Geklagt hatte Moses Pelham, dem nicht nur das Label 3p gehört, sondern der auch Anteile an DigiProtect hat, eine Firma die auf Abmahnungen von Urheberrechtsverletzungen spezialisiert ist. Angeblich schließe das Urteil ein „riesen Loch“, trifft aber tatsächlich die falschen. Wer ernsthaft und in krimineller Absicht fremde Netze benutzen will, muss sich nur das nächst gelegene Netz suchen, das noch einen veralteten Router hat und mit WEP gesichert ist, welches ohne allzu großes Wissen in wenigen Minuten geknackt werden kann. Freifunker könnten ebenfalls augenzwinkernd auf WEP umsteigen – dem Gesetz und dem Urteil würden sie damit genügen.

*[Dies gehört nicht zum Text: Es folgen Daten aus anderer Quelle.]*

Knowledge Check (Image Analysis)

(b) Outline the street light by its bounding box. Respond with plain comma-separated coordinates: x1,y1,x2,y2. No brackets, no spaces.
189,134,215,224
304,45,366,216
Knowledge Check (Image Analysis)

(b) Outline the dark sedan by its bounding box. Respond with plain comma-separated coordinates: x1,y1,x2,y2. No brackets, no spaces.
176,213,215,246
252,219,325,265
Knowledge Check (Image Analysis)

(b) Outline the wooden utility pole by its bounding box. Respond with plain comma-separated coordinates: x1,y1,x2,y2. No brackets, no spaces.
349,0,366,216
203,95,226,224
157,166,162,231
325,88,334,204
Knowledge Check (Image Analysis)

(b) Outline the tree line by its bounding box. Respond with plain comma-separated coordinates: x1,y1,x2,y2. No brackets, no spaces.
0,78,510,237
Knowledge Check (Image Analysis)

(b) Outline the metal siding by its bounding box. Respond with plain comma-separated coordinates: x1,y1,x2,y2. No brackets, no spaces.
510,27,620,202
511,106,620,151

Äußerst problematisch ist das Urteil für Wirte, die kostenloses WLAN in ihren Kneipen und Cafés anbieten: Sie sichern ihre Netze zwar meistens mit einem Passwort, das aber oft auf einem Schild an der Wand steht oder das man sich von der Bedienung einfach sagen lassen kann. Um dem Urteil zu genügen, müsste sich künftig jeder, der andere in sein Netz lässt, dessen Ausweis zeigen lassen und Personalien samt IP-Adresse notieren. Eine Software, die diese Daten einfach vom Gast abfragt, dürfte kaum ausreichen, da sonst alle als Erika Mustermann aus Bielefeld online gehen.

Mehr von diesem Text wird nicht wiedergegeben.